The specs I have now.

Atm, I’m going through tutorials and mastering image generation, creating workflows, and what not. Due to my line of work, during the summer I have a lot of time off.

I pretty much have a beginner foundation going with image generation and this PC can output tons of images relatively quickly. I2V or Image to video is another beast I have to tackle. I’ve generated some videos awhile back when I was practicing with LORAS and video generation. I upscale the videos in post using topaz.

I’m slowing down a bit and watching tutorials to gain a grasp on how nodes work.
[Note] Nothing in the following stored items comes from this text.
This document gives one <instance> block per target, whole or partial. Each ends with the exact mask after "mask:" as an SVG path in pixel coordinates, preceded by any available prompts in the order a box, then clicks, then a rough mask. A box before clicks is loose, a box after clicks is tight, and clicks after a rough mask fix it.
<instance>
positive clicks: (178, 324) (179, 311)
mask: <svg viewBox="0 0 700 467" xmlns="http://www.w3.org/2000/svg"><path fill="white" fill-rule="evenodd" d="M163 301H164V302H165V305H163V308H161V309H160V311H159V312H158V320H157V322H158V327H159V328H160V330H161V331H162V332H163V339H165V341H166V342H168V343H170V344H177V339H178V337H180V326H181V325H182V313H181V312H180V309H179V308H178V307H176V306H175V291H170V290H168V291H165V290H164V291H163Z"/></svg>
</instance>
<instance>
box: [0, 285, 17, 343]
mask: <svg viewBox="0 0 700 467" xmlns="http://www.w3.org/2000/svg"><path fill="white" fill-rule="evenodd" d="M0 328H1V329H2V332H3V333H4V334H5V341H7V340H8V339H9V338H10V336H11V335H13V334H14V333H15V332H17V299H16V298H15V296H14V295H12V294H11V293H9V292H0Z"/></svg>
You’ll have a lot of workflows that have all the nodes connected already, but without an understanding of how they all work its pretty pointless.

Watching this tutorial video, atm. https://www.youtube.com/watch?v=HkoRkNLWQzY

My only regret is buying an AMD GPU for this shit. It just makes everything harder, but I do have an NVIDIA based PC as my gaming rig which I offload somethings onto.

1 Like

Awesome! Thanks for the info. I’m not far off. I have a dedicated Core Ultra 9 285k, 64 GB DDR5-6000, RTX 4080 Super for my LLM right now, and I ordered a Nvidia v100 SXM2 16GB used AI card which should be here on the 6th and the heatsink will be here on the 8th and the PCIe adapter board will be here on the 5th, so I can throw that in for pooling the RAM for Ollama. Should give me 32GB to work with, right now qwen2.5-coder:14B and qwen3:30b-a3b both work decent (qwen2.5-coder:14B works very fast for what I have currently and is surprising). I have qwen3.6:35b-a3b installed but it doesn’t work as well because of 16GB VRAM limitation.

I plan on finishing the ComfyUI+Flux install tonight… I have been having issues with the workflow… my VAE Decoder to the Save Image is giving me a weird data output error that I’m still trying to nail down.

Maybe it is a VRAM limitation issue. Maybe user error and I set up my workflow incorrectly… never messed with that before so highly probable.

Seeing your outputs from 32GB of VRAM being very good gives me relief that I can get really good output from 32GB VRAM!

Any advice on workflow setup?
Do you run straight Linux?

I have Windows 11 on the system because it is dual role as my wife’s gaming pc (she doesn’t do a whole lot of gaming but occasionally will) so I use WSL2 for my LLM install.

Rig would probably work better if I just dual boot and have a dedicated Linux boot partition for AI stuff.

I will definitely start watching the tutorial video you linked!